Global Health Outcomes developed a model that incorporates costs of contraception, costs of unintended pregnancy, and indirect costs. They find that it saves employers $97 per year per employee to offer a comprehensive contraceptive benefit. Similarly, the PwC actuaries state that after all effects are taken into account, providing contraceptive services is “cost-saving.”
Even this more comprehensive accounting still understates the savings that result from good family planning. As ABC news reported, an analysis of 30 years of research published in the Journal of the American Medical Association found that spacing out childbirths results in significant health benefits for both mothers and infants. “Women who space their pregnancies close together,” the study found, “are at an increased risk of giving birth prematurely, and having a baby with a low birth weight who's smaller.” What's more, “if the time between pregnancies was less than 18 months or more than five years, the babies born during the second pregnancy were at a higher risk of having difficulties early in life.”

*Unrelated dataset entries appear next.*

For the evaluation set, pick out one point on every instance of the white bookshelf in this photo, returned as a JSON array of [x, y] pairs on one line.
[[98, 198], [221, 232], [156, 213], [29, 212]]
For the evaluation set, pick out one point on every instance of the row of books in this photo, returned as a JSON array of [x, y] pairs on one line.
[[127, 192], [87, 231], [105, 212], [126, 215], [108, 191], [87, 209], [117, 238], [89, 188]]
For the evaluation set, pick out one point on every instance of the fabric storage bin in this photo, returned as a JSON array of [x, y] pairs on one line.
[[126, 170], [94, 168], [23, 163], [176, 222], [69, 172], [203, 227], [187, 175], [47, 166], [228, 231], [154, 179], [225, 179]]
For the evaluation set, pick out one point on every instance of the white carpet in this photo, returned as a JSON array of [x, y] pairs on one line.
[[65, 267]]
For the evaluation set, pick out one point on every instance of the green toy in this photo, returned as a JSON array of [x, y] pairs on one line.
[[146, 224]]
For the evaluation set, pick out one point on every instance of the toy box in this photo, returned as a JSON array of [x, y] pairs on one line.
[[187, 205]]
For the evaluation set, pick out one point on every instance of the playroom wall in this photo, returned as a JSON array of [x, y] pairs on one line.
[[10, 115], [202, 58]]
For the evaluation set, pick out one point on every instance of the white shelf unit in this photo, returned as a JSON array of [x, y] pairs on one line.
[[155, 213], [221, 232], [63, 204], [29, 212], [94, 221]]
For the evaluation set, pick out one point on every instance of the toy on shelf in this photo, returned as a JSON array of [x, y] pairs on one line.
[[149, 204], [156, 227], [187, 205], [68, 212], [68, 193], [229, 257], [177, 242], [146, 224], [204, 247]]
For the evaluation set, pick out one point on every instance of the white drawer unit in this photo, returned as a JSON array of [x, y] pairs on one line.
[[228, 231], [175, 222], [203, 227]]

Premature and underweight births run up really high bills. According to a report in BusinessWeek, “Corporations pay out nearly 15 times as much for babies born prematurely in their first year of life as for full-term babies, at an average cost of about $41,000 per child. For the earliest of the preemies, who are born in fewer than 28 weeks and spend up to three months in the hospital, the tab is higher.” Norman J. Waitzman, a professor of economics at the University of Utah, told BusinessWeek, "The million-dollar babies are there."
And there's yet another matter to consider: the use of birth-control pills to prevent or treat a variety of medical issues. While religious conservatives are offended by the idea of consequence-free sex, birth control pills are simply a hormonal therapy. “A lot of the women I see who require contraceptive methods are actually using them for non-contraceptive indications,” said UC Davis' Kelly Cullwell. “Some of those women can actually have life-threatening” conditions,” she added. Contraceptives are medicine, used to treat painful or irregular periods and the transition into menopause, and prevent bone loss and the development of non-cancerous cysts in the breasts, cervix and uterus.
All of this cuts down on overall healthcare costs, lost work days and decreased productivity. And that explains why even as conservative bloggers and the Atlantic's oft-mocked business editor are convinced that religious organizations will stealthily end up being stuck with some sort of “cost,” we haven't heard the insurance industry gripe about that aspect of the rule. It issued a statement decrying the “precedent” the administration set, but it's worth noting that its objections were non-economic, and seemed pretty mild.
And that's because the industry understands human biology. Corporations like saving money, and insurers know from actuarial studies and real-world experience that by providing cost-free contraception to working women, they'll do just that.